Diana Shamash, 80, was with her partner at their swanky holiday home in the south of France near Montpelier when tragedy struck last week.
David, 82, a property mogul and Oxford graduate, had an apparent cardiac arrest before Diana jumped in fully-clothed to rescue him.
Police in the area said she was then dragged under the water by the weight of her clothes.
Their bodies may have laid undiscovered in the pool for days before they were found by friends arriving for a dinner party on Saturday, cops said.
A detective on the case said: "The house is set well away from any other ones, so nobody would have been able to hear their cries for help.
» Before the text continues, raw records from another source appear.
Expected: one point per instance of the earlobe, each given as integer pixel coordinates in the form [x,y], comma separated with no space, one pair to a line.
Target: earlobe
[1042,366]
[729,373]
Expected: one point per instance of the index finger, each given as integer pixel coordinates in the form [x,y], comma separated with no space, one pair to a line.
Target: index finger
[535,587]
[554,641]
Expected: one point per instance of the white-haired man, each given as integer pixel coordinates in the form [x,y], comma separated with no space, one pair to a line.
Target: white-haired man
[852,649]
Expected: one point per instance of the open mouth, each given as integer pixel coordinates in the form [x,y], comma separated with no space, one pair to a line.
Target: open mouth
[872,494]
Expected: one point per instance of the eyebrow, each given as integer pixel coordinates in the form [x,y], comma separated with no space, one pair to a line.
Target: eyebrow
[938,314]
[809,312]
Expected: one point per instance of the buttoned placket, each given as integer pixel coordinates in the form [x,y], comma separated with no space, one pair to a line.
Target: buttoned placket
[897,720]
"But what we do now know is that Mrs Shamash was fully clothed, and wearing her shoes, when she jumped into the pool to save her husband after he suffered a suspected heart attack.
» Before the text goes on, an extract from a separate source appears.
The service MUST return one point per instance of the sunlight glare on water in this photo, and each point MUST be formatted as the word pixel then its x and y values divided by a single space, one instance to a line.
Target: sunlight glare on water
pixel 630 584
"She undoubtedly found it very difficult to float in these circumstances and sank in the water."
Investigators have piece together a timeline of their final days and ruled out foul play after carrying out post-mortem examinations.
Investigators told the Daily Mail they're following several lines of enquiry, including whether the pool was heated or not as chilly water can prove deadly amid blistering temperatures.
The Shamash's rural home, which the pair would visit three or four times a year, is in an area of France packed with multi-million pound properties and sits near the leafy market town of Gignac.
Mr Shamash, who was the director of property businesses with a reported £5million in assets, also owned a property in Berkshire and a Covent Garden apartment which sits above the Tintin shop.
The couple would visit the villa for three week stints and were planning to return on Monday August 8.
They were planning their next trip abroad at the time of the tragedy.
A close friend at home in South Fawley, Berkshire, called their deaths a "tragedy" as they shared how the couple loved France and tried to spend as much time there as they could.
They added that the pair speak French fluently, even tuning their television at home in Berkshire to the country's channels.
Another friend said the "lovely couple" were "devoted to each other".
The couple spent a large chunk of their wealth on charitable causes, having set up the Covent Garden Group Foundation charity - which aims to reduce poverty across the world but "with an emphasis on South East Asia".
The non-profit also works to treat and prevent blindness.
Their son Anthony, 56, and daughter Nicola, 58, had to fly out to identify the bodies of their beloved parents earlier this week.